What makes this individual believe that he is the arbiter of "true masculinity" and can suddenly advise others in these matters? And then, my favorite thing to ask the zen masters -- what about your life is so amazing that makes you think other people would want to emulate you?
I actually got into a HUGE argument with the boxing coach (I went to my old state to get the rest of my stuff and decided to workout with him) over this. He suddenly decided that he was going to AMOG me and criticize my way of life. He took a comment I said out of context. I mentioned that I had met a really cool woman at the martial arts gym, but I wouldn't date her because I don't date where I train. He said that was chauvinistic and tried to make it seem like I'm "afraid" of dating a female martial artist because it would "hurt my fragile masculinity" being with a woman that could potentially beat me.
Honestly, I'm not interested in dating any woman or even being friends with a person (male or female) that would threaten me with their martial arts skill. Not interested in someone trying to invoke fear in me.
Second, that's not what I said AT ALL. I just don't want to deal with relationship drama while training. When that argument didn't work, he tried to use all these other ad hominem bullshit arguments, including telling me that I should look into medication for being "high stress." You know, concern trolling. Trying to shame me for being ambitious and motivated.
I ended up telling him that he's a 55 year old man with no money, no woman, and out of shape with no career prospects. I'm 31 making in the top 25% of Americans, a steady flow of romantic prospects (he tried to say that I had "no game" for doing online dating -- even though he has NO women period) and I'm still getting e-mails from recruiters wanting me to interview with their companies.
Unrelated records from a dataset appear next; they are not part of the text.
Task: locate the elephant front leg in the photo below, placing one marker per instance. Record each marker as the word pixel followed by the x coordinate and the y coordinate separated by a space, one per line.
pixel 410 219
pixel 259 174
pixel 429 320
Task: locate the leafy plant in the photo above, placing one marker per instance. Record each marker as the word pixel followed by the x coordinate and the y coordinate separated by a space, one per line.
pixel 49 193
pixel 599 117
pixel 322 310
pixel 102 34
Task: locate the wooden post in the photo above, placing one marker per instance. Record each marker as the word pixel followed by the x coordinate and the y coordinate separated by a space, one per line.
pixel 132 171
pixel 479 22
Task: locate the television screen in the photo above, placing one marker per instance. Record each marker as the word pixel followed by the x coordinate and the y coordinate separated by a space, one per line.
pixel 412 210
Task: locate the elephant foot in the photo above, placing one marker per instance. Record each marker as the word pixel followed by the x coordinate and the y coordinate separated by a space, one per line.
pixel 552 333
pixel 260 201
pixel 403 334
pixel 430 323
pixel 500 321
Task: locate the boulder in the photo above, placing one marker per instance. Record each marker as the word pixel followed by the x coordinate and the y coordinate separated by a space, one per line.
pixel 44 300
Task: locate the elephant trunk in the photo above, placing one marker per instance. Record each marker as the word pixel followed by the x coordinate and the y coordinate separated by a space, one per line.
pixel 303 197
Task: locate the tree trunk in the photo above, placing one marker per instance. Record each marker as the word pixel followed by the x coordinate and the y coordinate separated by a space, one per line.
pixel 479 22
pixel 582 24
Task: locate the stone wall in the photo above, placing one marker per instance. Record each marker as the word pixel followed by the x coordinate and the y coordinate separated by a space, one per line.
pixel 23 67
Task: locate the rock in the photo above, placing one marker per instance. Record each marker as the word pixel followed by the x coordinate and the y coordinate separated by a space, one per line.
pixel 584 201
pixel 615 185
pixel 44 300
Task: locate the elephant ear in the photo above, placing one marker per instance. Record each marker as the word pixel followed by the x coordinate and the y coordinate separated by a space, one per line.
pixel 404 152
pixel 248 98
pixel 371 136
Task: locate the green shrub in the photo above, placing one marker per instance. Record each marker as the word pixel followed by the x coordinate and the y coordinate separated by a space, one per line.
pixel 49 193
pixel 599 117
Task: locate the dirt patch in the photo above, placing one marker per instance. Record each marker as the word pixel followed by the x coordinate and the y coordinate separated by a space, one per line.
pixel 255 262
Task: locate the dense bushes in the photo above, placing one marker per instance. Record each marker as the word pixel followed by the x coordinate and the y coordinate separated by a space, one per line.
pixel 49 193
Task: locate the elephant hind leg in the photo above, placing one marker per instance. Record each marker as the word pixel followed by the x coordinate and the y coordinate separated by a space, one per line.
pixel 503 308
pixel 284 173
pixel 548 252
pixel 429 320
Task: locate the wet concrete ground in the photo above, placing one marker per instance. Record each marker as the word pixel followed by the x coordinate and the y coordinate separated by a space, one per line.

So why, zen master boxing coach, would I listen to anything you have to say?
I am simply not interested in what these "inner peace" types are saying because I think they're full of crap. It's easy to seek inner peace. It's hard to obtain external results. Therefore, they're claiming not to care about riches and women because they're afraid of failure, and trying to tear down others who ARE ambitious because we're a constant reminder of what they lack. And that's not my problem.